There are a number of basic types for which deepcopy(obj) is obj
is True
. In particular this covers most of the non-container types that are supported by the JSON encoder by default (I don’t think it includes enums).
From the copy module:
For example this means:
from copy import deepcopy
x = 10**40 # Large enough to avoid interning
y = 10**40
print(x is y) # False
print(deepcopy(x) is x) # True
x = "a" * 5000 # Long enough to avoid interning
y = "a" * 5000
print(x is y) # False
print(deepcopy(x) is x) # True
To avoid the deepcopy
overhead I’m proposing the function checks if the object is an instance of one of these types first and if so, returns the original object (as would be returned by deepcopy anyway).
Adding:
# Everything that uses _deepcopy_atomic directly
# This list could be reduced to the most common types if necessary
_ATOMIC_TYPES = {
types.NoneType,
types.EllipsisType,
types.NotImplementedType,
int,
float,
bool,
complex,
bytes,
str,
types.CodeType,
type,
range,
types.BuiltinFunctionType,
types.FunctionType,
# weakref.ref, # weakref is not currently imported by dataclasses directly
property,
}
to the module and
if type(obj) in _ATOMIC_TYPES:
return obj
to the start of _asdict_inner
and _astuple_inner
.
Checking that the type of the object is exactly one of those listed and not a subclass matches the behaviour of deepcopy
so this shouldn’t change anything about the output of asdict
.
Originally I was going to suggest putting the check at the end but it turns out that you get a much more noticeable benefit from checking these types before all of the other conditions (it halved the time taken in the best case).

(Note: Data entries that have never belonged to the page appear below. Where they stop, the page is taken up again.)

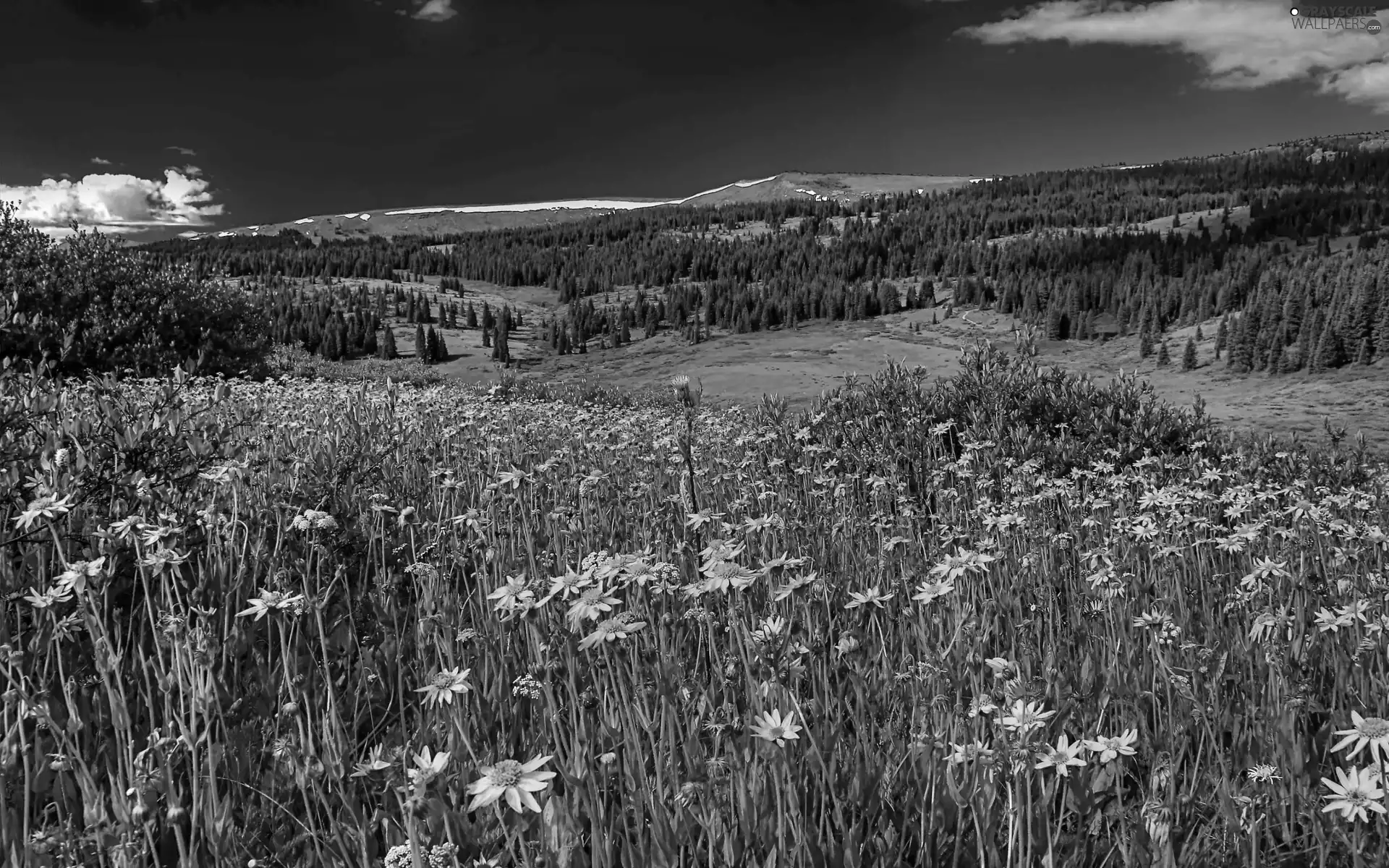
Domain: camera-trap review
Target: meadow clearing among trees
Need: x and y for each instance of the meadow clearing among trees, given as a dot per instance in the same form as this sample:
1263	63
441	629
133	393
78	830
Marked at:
1005	617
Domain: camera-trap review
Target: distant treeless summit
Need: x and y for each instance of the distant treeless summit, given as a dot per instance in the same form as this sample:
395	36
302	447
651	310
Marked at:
441	220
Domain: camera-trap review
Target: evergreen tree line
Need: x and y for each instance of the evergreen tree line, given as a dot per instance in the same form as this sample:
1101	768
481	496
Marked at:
835	261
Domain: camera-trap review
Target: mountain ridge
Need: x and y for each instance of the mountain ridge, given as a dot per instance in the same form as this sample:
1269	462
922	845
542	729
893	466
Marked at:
441	220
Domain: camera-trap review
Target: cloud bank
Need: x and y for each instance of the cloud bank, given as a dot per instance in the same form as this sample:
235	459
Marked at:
1242	43
114	203
436	10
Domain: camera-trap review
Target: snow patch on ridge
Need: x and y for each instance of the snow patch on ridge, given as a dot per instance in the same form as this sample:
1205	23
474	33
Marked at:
540	206
736	184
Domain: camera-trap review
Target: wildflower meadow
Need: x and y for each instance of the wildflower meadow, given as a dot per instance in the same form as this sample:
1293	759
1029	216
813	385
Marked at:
1002	618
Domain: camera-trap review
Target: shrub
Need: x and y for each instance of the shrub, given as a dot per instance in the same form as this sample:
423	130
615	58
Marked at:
92	306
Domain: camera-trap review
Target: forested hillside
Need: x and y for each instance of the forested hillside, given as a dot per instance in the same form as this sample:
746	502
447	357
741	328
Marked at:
1076	259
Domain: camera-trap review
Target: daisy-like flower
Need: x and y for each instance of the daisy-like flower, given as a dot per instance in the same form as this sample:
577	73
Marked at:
729	575
590	606
1356	792
1114	746
513	596
1265	773
268	602
1061	757
610	629
428	765
773	727
510	780
74	578
1366	732
569	584
930	592
48	506
445	685
314	520
871	596
1025	717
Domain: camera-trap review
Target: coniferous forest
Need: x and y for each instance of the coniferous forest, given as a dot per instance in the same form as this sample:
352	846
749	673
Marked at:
1063	250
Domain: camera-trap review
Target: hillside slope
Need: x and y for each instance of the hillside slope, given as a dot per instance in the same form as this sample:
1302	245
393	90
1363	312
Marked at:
443	220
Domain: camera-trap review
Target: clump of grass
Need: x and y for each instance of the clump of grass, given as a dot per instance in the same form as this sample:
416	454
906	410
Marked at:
352	624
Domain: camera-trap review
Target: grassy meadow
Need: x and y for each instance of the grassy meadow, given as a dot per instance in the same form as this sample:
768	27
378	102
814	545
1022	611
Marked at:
1005	618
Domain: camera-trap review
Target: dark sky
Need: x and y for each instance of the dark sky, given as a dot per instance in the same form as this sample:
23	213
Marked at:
313	107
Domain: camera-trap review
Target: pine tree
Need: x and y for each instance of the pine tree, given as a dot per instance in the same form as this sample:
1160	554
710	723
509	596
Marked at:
1189	354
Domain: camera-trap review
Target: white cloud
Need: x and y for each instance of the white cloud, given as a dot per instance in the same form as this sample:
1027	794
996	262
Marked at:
436	10
1242	43
114	203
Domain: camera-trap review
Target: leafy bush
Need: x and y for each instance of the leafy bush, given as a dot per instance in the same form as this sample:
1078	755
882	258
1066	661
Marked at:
92	306
299	363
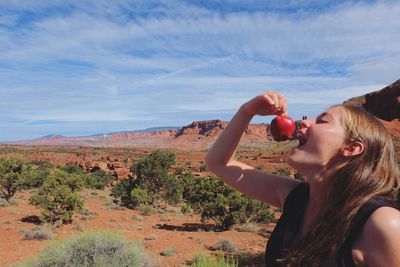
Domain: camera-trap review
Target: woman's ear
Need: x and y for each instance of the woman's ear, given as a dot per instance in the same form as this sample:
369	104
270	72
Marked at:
353	149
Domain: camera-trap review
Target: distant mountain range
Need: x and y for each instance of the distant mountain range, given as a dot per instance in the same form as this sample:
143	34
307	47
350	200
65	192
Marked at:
385	104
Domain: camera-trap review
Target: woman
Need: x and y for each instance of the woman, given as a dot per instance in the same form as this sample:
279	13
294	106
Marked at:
344	214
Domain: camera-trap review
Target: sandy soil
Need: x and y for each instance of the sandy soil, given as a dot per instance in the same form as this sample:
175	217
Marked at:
168	228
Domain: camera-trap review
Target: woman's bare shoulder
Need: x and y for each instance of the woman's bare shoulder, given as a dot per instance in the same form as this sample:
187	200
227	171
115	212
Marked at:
379	240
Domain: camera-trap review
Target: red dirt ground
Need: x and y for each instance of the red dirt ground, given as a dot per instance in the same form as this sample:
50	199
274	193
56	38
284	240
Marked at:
169	229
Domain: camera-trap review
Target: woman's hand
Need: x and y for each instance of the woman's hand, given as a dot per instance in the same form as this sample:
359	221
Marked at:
268	103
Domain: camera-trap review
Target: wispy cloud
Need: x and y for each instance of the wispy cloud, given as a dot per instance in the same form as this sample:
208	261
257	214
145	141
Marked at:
117	65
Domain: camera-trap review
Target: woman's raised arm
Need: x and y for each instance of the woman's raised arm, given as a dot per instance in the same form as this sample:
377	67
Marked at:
269	188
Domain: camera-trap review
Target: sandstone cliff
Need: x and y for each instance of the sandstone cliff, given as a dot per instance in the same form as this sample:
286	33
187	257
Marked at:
384	104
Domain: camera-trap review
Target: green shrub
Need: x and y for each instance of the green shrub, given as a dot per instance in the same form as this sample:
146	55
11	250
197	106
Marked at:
168	252
38	173
225	245
57	198
282	172
94	249
73	169
299	176
146	210
215	200
140	196
37	234
206	260
98	179
150	173
13	172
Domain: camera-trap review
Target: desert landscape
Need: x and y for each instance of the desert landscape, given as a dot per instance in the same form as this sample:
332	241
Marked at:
168	234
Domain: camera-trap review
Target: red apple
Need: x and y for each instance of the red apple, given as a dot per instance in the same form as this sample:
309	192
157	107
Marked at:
283	128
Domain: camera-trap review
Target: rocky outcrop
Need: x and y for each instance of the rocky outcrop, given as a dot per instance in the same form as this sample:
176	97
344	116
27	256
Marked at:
384	104
204	128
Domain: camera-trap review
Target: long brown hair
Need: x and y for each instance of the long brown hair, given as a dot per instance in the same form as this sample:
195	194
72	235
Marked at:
372	173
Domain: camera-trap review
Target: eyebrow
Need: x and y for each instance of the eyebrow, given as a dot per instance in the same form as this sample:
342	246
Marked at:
324	114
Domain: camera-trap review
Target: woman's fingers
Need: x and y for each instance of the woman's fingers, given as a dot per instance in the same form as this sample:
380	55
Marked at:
277	101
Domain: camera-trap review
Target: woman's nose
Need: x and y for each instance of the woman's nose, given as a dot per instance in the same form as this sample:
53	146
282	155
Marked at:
305	122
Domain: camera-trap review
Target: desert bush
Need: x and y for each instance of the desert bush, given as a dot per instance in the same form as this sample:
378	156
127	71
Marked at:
146	210
57	198
186	209
206	260
225	245
299	176
92	249
249	228
168	252
38	173
150	173
98	179
73	169
214	200
13	172
4	203
282	171
140	196
37	234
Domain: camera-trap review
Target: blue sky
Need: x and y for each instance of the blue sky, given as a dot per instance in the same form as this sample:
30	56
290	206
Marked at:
88	67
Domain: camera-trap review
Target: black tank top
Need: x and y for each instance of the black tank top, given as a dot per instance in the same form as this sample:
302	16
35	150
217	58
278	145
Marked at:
289	223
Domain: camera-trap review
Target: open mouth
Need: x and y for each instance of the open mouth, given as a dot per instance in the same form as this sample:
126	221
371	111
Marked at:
301	139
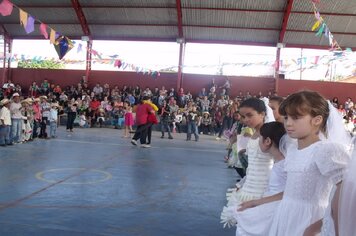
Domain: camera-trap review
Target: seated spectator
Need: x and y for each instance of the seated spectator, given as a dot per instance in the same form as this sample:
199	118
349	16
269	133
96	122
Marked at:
98	90
33	90
202	93
44	89
206	124
83	122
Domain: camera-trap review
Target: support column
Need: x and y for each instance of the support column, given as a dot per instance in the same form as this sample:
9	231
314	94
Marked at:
88	60
7	59
276	71
180	65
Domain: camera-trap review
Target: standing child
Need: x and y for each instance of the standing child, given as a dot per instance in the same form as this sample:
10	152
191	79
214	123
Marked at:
83	123
253	186
256	220
27	114
314	166
129	121
53	118
192	120
5	123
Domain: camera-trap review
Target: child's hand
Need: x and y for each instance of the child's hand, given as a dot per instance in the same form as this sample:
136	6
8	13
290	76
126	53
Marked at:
248	204
242	151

On a ‘nice’ example where everything the dataclass contains is one of these types this change makes asdict
significantly faster than the current implementation. In a mixed example containing various lists/dicts/dataclasses/ints/strs this was also faster but not by as much. As much as I’d love to say it was always faster, in the worst case where everything has to be deepcopied and nothing is a basic type it is very slightly slower due to the extra condition.
Results (Python 3.11.2):
Best case asdict:
current=6.34s
new=2.63s
New method takes 41% of the time
Best case astuple:
current=5.67s
new=2.13s
New method takes 38% of the time
Worst case asdict:
current=3.01s
new=3.05s
New method takes 101% of the time
Worst case astuple:
current=2.96s
new=3.01s
New method takes 102% of the time
Mixed case asdict:
current=2.74
new=1.56
New method takes 57% of the time
I’d love some real world based benchmarks to use for a comparison but I don’t know of any I could use. (The mixed case example was based on the code orjson
uses to claim it is 40-50x as fast for dataclasses.)
Given JSON serialization appears to have been the intended use case of asdict and the set of types that are unchanged includes most of the natively serializable types is this potentially a reasonable performance trade? Do I need more benchmarks first?
Note: I know there are other things that could improve performance to a greater degree but those have other caveats or things to consider. I also know other changes have been discussed before.